Poeta canadiense de nacionalidad estadounidense, nace en 1934 y se dedica a la poesía, la narrativa, el ensayo, la crítica del arte y la escritura en general. Ha traducido, entre otros, a Rafael Alberti y Carlos Drummond de Andrade. Fue designado Poeta Laureado de Estados Unidos por la Biblioteca del Congreso en 1990, en 1991 obtuvo el Premio Bollingen y en 1999 su poemario Blizzard of one obtuvo el Premio Pulitzer.

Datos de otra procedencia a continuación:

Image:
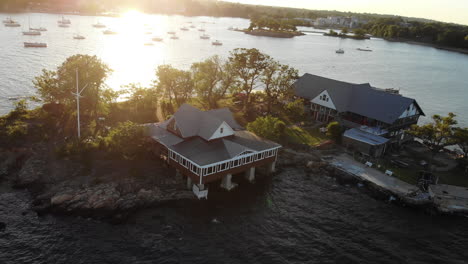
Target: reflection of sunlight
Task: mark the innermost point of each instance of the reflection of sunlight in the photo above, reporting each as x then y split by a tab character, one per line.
125	51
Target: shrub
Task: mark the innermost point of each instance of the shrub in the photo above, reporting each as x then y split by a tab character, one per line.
126	139
295	110
268	127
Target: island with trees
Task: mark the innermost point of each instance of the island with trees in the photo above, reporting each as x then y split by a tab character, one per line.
358	34
273	27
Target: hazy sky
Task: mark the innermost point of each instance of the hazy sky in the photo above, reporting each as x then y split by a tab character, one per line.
442	10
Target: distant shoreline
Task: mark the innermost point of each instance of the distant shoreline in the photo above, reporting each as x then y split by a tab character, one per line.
413	42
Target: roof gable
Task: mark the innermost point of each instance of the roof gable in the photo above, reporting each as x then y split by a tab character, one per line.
361	99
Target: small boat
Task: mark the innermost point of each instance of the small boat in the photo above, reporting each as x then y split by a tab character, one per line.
78	37
32	33
109	32
205	36
8	20
35	45
99	25
14	24
38	29
64	21
217	43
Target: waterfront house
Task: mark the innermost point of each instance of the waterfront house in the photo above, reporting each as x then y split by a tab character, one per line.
207	146
374	118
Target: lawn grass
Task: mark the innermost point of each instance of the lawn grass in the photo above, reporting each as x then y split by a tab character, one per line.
299	135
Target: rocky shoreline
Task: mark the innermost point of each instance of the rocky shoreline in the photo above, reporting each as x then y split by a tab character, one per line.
108	191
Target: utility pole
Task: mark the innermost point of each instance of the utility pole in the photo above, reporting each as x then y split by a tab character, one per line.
78	95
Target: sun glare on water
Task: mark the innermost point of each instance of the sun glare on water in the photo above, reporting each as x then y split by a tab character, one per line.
134	29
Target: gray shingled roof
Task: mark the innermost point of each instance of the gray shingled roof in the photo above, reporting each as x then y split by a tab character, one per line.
361	99
205	152
363	136
194	122
196	126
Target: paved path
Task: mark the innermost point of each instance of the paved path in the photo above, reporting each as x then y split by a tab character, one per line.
358	169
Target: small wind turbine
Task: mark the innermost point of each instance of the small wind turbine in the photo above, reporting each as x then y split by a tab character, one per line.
78	95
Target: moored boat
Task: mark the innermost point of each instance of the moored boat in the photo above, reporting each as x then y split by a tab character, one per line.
217	43
79	37
205	36
64	21
109	32
99	25
38	29
32	33
35	45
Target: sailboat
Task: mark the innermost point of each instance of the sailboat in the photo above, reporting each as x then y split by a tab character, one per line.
205	36
31	32
64	21
8	22
99	25
217	43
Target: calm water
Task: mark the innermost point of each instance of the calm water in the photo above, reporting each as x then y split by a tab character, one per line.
290	218
436	78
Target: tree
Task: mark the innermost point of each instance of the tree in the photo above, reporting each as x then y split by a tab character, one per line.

Vive en Nueva York, donde es profesor de la Columbia University.

El papel en llamas, el sonido de las palabras en su último respiro, el ejercicio de adentrarse en el incendio y seguir el camino. Hay algo en el fuego, en su danza secreta, en sus misterios, que nos habla con otro aire, con otra fragancia que pocos llegan a conocer. En cuanto a apagar el fuego, dejo eso a los demás, quizás sólo hacía falta una escalera para incendios.